G. P.: ¿Puedes hablarnos de tu “canon personal”? Aquellas obras con las cuáles dialogas, los autores y autoras que lees (y relees) y que han marcado tu propia relación con la literatura (y también con el cine y el teatro).  

A. H.: Mi canon personal está hecho eclécticamente, de la filosofía, los presocráticos, también de los diálogos platónicos y también del medioevo, siempre recuerdo los escritos de la cárcel de Boecio. De cuando estudiaba filosofía medieval, escritos desde la tiniebla, desde las cárceles, desde ahí me quedó el gusto por la literatura escrita en las cárceles, siendo reales las biografías como la de  Oscar Wilde, Dostoievsky, como tantos que estuvieron encerrados; como cuando es ficcional, un personaje en una cárcel como el Montecristo de Dumas. Aquello me gusta también en la pintura. Pienso en los hospicios, como Artaud, o como Van Gogh, o como Nerval, los poetas encerrados en castillos, la locura. Siempre esa idea del encierro sea en un hospital, en un castillo, en una bóveda, en una cueva, en una choza, bajo tierra o en una mina o en la cárcel. El encierro y la guerra. Siempre me atraen los artistas, los pintores, los escritores de entre guerras o de la guerra, la Primera o la Segunda. Esas experiencias que finalmente son las grandes experiencias humanas. También me gustan los personajes perdidos en un barco en medio de la nada, es decir siempre que haya una cuestión antisocial de por medio. Mis cánones son los rusos, soy muy decimonónica, no en la forma sino que me gusta la potencia filosófica de los escritos, Flaubert, Balzac, más adelante Proust, Céline, cuando la novela era una novela forzosamente filosófica.  Además me gusta mucho el teatro, la dramaturgia, los alemanes, la dramaturgia contemporánea alemana, siempre la poesía, Pound, Rilke, siempre Rimbaud, el gran poeta. No tengo un linaje preciso, es más bien como ir buscando fuego ahí donde lo pueda encontrar. 

G. P.: ¿Qué se viene después de la trilogía?  

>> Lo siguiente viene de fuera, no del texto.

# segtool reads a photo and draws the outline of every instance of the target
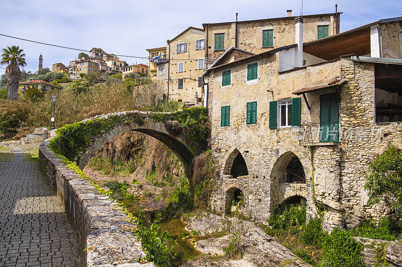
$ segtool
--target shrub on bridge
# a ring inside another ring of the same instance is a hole
[[[204,107],[183,108],[172,113],[154,114],[154,121],[166,123],[169,120],[177,121],[183,128],[191,142],[190,150],[194,155],[206,150],[209,137],[209,120],[207,109]]]
[[[111,117],[67,124],[56,131],[56,136],[50,140],[48,147],[55,153],[73,160],[76,155],[88,147],[95,135],[103,130],[111,129],[121,120],[120,117]]]

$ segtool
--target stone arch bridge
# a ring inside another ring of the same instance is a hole
[[[120,134],[134,131],[146,134],[162,142],[169,147],[179,158],[185,169],[189,173],[194,155],[190,148],[192,145],[178,122],[170,120],[169,115],[173,113],[126,111],[96,116],[84,120],[83,122],[94,119],[107,120],[117,117],[109,130],[103,130],[94,136],[85,151],[77,155],[74,161],[81,169],[107,142]],[[164,121],[157,121],[155,115],[162,115]],[[170,125],[170,127],[169,127]]]

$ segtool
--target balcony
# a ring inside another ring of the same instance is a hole
[[[298,132],[294,133],[300,145],[333,146],[340,144],[340,130],[339,122],[308,123],[301,124]]]

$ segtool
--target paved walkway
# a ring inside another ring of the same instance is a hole
[[[83,266],[61,201],[19,148],[0,162],[0,267]]]

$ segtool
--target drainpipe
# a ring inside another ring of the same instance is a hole
[[[236,26],[235,27],[235,47],[238,48],[237,42],[237,15],[239,13],[236,14]]]
[[[294,60],[294,66],[300,68],[303,66],[303,18],[296,17],[294,19],[295,25],[295,42],[297,44]]]
[[[166,43],[169,47],[169,57],[167,60],[167,96],[166,99],[169,100],[169,86],[170,85],[170,44],[169,43],[169,40],[166,41]]]

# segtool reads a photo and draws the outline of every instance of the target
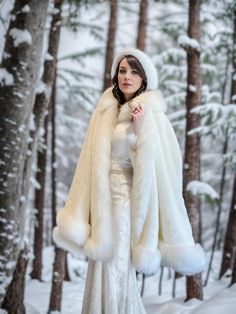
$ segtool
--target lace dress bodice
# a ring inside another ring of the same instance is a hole
[[[138,289],[136,272],[131,263],[130,132],[130,109],[125,104],[118,114],[111,143],[113,258],[110,262],[89,260],[82,314],[146,313]]]

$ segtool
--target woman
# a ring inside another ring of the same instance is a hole
[[[89,257],[82,313],[145,313],[135,270],[204,267],[182,197],[182,157],[150,58],[123,49],[91,118],[54,241]]]

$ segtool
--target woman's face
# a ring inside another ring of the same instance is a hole
[[[135,92],[141,87],[142,78],[136,69],[132,69],[124,58],[119,65],[118,85],[123,92],[125,100],[133,98]]]

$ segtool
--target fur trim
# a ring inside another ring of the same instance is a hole
[[[131,149],[135,149],[136,148],[136,142],[137,142],[137,135],[130,130],[130,132],[127,135],[127,141],[131,147]]]
[[[144,72],[147,76],[147,90],[155,90],[158,88],[158,74],[155,65],[153,64],[150,57],[139,49],[134,48],[125,48],[122,49],[115,57],[112,68],[111,68],[111,77],[115,75],[116,68],[123,57],[127,55],[132,55],[138,59],[141,63]]]
[[[151,251],[138,245],[132,251],[132,262],[138,272],[153,275],[160,267],[161,254],[159,250]]]
[[[161,264],[172,267],[177,272],[192,276],[204,270],[205,255],[200,244],[171,246],[160,243]]]
[[[90,234],[90,225],[87,222],[76,220],[63,208],[57,214],[57,225],[61,232],[71,241],[83,246]]]
[[[66,251],[69,251],[75,257],[81,258],[84,256],[82,247],[69,240],[59,227],[55,227],[53,229],[52,237],[57,246]]]
[[[110,240],[98,243],[89,238],[84,246],[84,253],[94,261],[108,262],[112,258],[112,243]]]

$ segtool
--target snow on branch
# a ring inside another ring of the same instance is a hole
[[[0,86],[10,86],[14,83],[14,77],[6,69],[0,68]]]
[[[29,31],[18,29],[18,28],[12,28],[9,32],[9,35],[13,38],[14,41],[14,47],[18,47],[20,44],[26,43],[28,45],[31,45],[32,43],[32,37],[29,33]]]
[[[180,35],[178,38],[178,44],[185,49],[192,48],[200,51],[200,43],[196,39],[190,38],[187,35]]]
[[[187,191],[189,191],[192,195],[195,196],[205,196],[206,200],[210,202],[216,202],[219,200],[219,194],[216,190],[208,183],[193,180],[190,181],[187,185]]]

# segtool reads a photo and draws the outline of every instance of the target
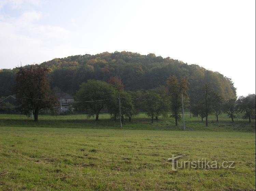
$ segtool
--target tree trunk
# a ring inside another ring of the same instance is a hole
[[[38,112],[39,111],[38,109],[35,109],[34,113],[34,121],[37,122],[38,121]]]
[[[207,115],[205,116],[205,125],[207,127],[208,126],[208,115]]]
[[[175,115],[175,125],[178,126],[178,109],[176,108],[175,108],[174,111],[174,115]]]
[[[95,119],[96,121],[99,121],[99,113],[97,113],[96,114],[96,119]]]

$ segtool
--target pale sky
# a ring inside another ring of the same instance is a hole
[[[0,68],[125,50],[196,64],[255,93],[255,1],[0,0]]]

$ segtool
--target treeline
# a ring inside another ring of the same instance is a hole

A. H.: Se viene ya Degenerado, una obra, una composición de un solo personaje hombre. Por primera vez hombre. Saldrá en forma de monólogo también, saldrá en Anagrama a comienzos de 2019, en febrero. Bueno, para mí es una revelación ver qué sucede con un personaje hombre, qué sucede con esa escritura saliéndose de la trilogía pero volviendo a esas mismas obsesiones, otra vez la madre, otra vez ese binomio imposible madre-hijo. Y además estoy obsesionada con la vejez, la vejez como un lapso de tiempo de euforia, paradójicamente con el cuerpo enfermo o diezmado, pero eufórico y amoral, porque ya casi no se está en la vida, o se quiera ver o no, se viene la despedida, entonces ahí, escribir.